Aku menggeleng, lalu menghela napas. Dasar Tiara dan ambisi kedokterannya yang sepertinya tak akan pernah padam.

Yah... Sebenarnya aku dulu juga sempat punya ambisi untuk masuk prodi kedokteran, sih. Nggak tau, ya, tapi lihat dokter dengan jas rapi itu kayak... Keren aja. Apalagi dengan profesi dokter itu aku bisa membantu banyak orang. Tapi setelah aku nyemplung ke dunia perkuliahan dan melihat sendiri perjuangan teman-temanku di prodi kedokteran yang dikejar banyak sekali ujian, rasanya aku nggak akan sanggup melalui semuanya. Belajar psikologi faal aja repotnya setengah mati! Selain itu, aku percaya pasti ada alasan kenapa aku bisa masuk ke psikologi.
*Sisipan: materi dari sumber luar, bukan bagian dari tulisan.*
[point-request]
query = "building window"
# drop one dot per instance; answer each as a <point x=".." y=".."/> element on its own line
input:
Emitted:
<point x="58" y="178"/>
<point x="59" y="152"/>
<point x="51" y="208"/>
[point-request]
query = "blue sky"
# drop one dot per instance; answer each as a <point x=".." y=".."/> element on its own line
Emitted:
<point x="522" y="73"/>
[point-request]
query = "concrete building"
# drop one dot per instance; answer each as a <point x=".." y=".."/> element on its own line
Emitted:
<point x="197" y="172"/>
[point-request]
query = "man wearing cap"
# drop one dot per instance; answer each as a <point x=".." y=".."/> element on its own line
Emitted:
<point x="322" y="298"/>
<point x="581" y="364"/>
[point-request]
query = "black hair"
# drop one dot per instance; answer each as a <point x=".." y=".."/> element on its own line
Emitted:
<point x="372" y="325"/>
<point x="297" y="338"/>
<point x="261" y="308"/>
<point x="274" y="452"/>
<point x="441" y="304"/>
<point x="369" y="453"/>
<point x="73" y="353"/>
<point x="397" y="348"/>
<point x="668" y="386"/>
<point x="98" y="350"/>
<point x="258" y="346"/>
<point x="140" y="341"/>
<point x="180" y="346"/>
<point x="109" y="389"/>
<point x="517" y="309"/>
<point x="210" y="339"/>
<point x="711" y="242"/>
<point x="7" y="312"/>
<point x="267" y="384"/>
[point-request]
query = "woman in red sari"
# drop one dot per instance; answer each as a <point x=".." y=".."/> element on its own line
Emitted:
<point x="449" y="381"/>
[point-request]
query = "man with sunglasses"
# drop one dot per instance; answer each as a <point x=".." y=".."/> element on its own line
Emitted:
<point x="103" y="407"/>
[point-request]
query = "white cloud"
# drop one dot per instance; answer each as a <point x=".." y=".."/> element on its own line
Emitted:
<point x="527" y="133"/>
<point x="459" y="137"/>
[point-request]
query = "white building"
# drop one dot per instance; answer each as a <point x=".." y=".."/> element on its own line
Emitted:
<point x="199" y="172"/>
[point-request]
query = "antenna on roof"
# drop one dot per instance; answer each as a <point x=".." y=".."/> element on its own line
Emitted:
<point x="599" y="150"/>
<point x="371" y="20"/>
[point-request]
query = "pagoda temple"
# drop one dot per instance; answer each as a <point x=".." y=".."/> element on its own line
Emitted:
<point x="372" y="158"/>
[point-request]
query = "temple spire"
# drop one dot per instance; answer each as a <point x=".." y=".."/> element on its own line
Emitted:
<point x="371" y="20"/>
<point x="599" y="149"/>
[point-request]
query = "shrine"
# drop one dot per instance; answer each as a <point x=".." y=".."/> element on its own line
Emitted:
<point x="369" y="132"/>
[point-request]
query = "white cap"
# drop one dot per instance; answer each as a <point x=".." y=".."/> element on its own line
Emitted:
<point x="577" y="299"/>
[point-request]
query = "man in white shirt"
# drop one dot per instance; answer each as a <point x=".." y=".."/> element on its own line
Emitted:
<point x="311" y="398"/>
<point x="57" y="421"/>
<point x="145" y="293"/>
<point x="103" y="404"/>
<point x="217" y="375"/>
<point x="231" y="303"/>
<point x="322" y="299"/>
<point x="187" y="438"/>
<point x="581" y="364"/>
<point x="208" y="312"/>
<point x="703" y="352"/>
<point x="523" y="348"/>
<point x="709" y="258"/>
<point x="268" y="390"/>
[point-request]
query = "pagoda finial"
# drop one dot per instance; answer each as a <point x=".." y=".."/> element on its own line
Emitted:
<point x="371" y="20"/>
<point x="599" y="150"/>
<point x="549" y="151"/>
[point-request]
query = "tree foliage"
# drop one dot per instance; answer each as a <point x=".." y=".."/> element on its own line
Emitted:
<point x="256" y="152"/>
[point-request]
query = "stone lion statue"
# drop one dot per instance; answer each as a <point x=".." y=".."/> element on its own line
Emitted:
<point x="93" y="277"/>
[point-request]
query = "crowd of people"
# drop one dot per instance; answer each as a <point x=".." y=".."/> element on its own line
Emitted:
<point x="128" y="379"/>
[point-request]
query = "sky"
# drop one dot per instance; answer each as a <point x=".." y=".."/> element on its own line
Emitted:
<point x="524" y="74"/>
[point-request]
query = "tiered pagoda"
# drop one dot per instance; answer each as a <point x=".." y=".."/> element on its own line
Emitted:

Aku juga nggak mau mengerjakan sesuatu dengan setengah-setengah. Ibaratnya aku ini sudah terlanjur basah, berenang saja sekalian sekalian bersenang-senang! Toh tidak harus menjadi seorang dokter untuk bisa membantu orang lain.
(Psikologi Faal = gabungan antara ilmu psikologi dan fisiologi, biasanya yang ngajar dosen2 kedokteran. Kalau di kurikulum baru namanya biopsychology, CMIIW)

"Yahhh..." Tiara langsung kecewa. "Coba-coba aja, Cit. Gue juga ini nyoba doang, kagak belajar. Kalau dapet ya alhamdulillah, kalau nggak dapet ya nggak apa-apa, toh nggak ada effort juga."

"Nggak, ah. Kayak gitu tuh nggak boleh coba-coba, tau," ujarku, menyadur nasihat Mama dulu ketika aku bercerita pada beliau tentang keinginan Tiara untuk mencari peruntungan melalui SBMPTN. "Lo bayangin aja, kursi kita ini direbutin sama banyak orang, Ra. Terus begitu lo dapet, lo lepas gitu aja. Bayangin perasaan orang-orang yang nggak dapet kursi itu."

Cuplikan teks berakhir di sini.